Comment les gouvernements africains gèrent-ils le recrutement de leurs citoyens pour combattre en Ukraine ?

Le ministre kényan des Affaires étrangères, Musalia Mudavadi, a annoncé que son pays était parvenu à un accord avec Moscou pour mettre fin au recrutement de citoyens kényans afin de combattre aux côtés de l’armée russe dans le conflit ukrainien. Cette annonce a été faite lors d’une conférence de presse conjointe avec son homologue russe, Sergueï Lavrov, à Moscou. Il a souligné que les relations entre Nairobi et Moscou ne devaient pas se limiter à la seule question de la guerre, précisant que des services consulaires seraient fournis par les voies diplomatiques officielles pour assister les Kényans résidant en Russie.

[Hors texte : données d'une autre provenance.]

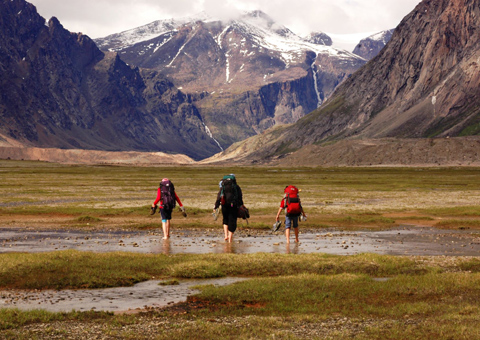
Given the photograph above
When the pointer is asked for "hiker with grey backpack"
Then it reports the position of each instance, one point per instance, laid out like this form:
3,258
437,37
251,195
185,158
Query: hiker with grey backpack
168,198
230,198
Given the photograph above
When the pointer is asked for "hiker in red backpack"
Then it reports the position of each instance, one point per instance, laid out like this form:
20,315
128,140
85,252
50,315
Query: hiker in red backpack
230,198
167,197
291,203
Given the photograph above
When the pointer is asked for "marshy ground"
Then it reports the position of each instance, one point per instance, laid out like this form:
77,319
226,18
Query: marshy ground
385,252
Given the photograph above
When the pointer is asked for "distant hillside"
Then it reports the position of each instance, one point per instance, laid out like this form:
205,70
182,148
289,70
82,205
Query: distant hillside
58,90
244,75
425,83
371,46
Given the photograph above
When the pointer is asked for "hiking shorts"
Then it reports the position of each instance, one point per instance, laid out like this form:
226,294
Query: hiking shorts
230,217
166,214
291,220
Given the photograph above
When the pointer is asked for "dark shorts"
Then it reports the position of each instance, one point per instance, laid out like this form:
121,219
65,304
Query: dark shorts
230,217
166,214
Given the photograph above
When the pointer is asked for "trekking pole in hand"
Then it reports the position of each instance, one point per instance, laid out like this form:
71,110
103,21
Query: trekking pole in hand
183,211
215,214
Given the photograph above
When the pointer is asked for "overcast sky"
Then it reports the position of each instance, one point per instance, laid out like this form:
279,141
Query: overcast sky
98,18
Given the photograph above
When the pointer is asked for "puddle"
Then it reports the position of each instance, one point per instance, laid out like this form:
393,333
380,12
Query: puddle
406,240
147,294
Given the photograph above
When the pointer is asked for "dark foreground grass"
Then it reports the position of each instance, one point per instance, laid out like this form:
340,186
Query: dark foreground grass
74,269
308,296
428,305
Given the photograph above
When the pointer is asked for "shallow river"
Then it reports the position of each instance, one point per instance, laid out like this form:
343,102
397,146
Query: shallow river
405,240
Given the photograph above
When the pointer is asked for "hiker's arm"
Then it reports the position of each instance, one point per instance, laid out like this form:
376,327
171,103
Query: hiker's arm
217,202
278,214
159,197
240,197
178,200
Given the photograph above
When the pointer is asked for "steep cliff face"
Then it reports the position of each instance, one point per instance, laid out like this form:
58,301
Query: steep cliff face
369,47
59,90
424,83
244,75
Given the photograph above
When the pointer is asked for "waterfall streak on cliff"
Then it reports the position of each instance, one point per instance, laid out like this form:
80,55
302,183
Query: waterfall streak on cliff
319,98
209,133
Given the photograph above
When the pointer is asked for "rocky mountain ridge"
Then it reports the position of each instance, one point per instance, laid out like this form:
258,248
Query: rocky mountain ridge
371,46
425,83
59,90
243,75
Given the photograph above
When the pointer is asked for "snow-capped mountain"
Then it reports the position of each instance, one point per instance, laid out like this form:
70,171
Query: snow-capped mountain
369,47
244,75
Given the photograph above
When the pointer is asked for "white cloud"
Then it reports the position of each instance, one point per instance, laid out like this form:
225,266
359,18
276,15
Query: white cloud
98,18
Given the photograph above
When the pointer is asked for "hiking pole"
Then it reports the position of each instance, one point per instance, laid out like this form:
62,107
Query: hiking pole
215,214
183,211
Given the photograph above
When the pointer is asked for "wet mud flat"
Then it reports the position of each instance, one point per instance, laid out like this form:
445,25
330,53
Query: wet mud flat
404,240
144,295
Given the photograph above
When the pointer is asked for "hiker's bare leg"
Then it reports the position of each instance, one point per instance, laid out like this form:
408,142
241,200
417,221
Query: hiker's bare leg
225,229
168,228
164,227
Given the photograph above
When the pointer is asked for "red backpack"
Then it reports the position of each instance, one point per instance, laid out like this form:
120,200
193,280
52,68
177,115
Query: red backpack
292,201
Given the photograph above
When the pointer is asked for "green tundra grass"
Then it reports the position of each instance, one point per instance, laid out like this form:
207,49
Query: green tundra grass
287,296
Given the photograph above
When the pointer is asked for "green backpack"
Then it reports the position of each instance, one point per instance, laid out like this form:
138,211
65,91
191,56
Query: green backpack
229,191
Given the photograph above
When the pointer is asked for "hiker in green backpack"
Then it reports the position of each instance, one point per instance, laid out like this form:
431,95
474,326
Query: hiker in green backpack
230,198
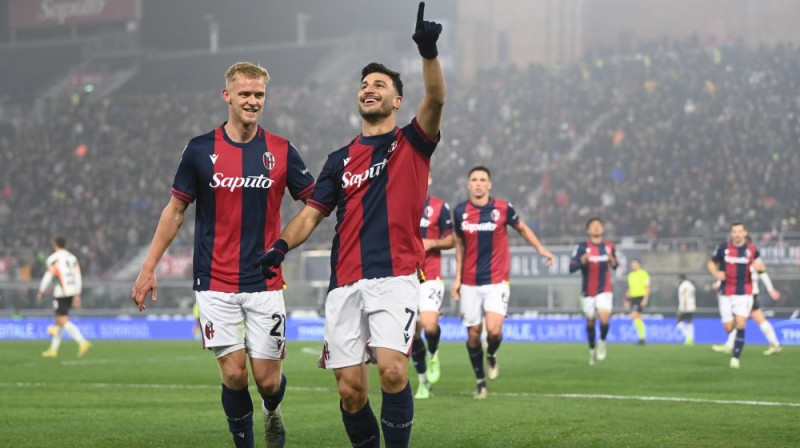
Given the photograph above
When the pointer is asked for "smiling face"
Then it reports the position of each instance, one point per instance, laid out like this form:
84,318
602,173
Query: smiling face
377,97
738,234
479,185
245,98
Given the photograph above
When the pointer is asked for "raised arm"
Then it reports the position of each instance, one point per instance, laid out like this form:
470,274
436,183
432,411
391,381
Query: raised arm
528,235
168,226
429,114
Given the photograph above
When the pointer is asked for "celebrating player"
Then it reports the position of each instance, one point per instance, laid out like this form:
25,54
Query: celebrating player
482,269
731,263
595,258
378,185
237,173
436,227
637,296
64,267
687,305
757,315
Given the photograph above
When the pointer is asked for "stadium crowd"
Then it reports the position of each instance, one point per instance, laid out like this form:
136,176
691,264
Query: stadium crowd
666,139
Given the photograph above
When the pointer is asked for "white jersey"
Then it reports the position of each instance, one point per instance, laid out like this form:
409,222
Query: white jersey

En février dernier, les autorités ukrainiennes ont publié des estimations indiquant que plus de 1 780 citoyens de 36 pays africains combattaient aux côtés des forces russes. Parallèlement, un rapport des services de renseignement kényans a révélé que le nombre de recrues kényanes dépassait le millier, soit plus de cinq fois les estimations officielles précédentes. De son côté, Lavrov a déclaré que le ministère russe de la Défense enquêtait sur des cas qui ont suscité « des inquiétudes parmi nos amis kenyans », soulignant que la Russie n’oblige personne à s’enrôler et que les Kenyans combattant en Ukraine l’ont fait dans le cadre d’engagements volontaires. Selon la presse et les enquêtes, le recrutement d’Africains en Russie a engendré une tragédie humanitaire. De jeunes gens sont exploités par la promesse de salaires attractifs, d’une assurance maladie, voire de la citoyenneté russe, promesses qui, pour la plupart, ne se sont jamais concrétisées.

Nombre de recrues se sont retrouvées en première ligne sans formation adéquate, provoquant l’indignation dans leurs pays d’origine et des appels à mettre fin à ces pratiques. Ces efforts ne se limitent pas au Kenya : d’autres pays sont également impliqués dans la crise. Le Ghana a officiellement exigé la libération par l’Ukraine de deux de ses ressortissants capturés alors qu’ils combattaient aux côtés de l’armée russe, arguant que de nombreux Africains ont été victimes d’escroqueries en ligne.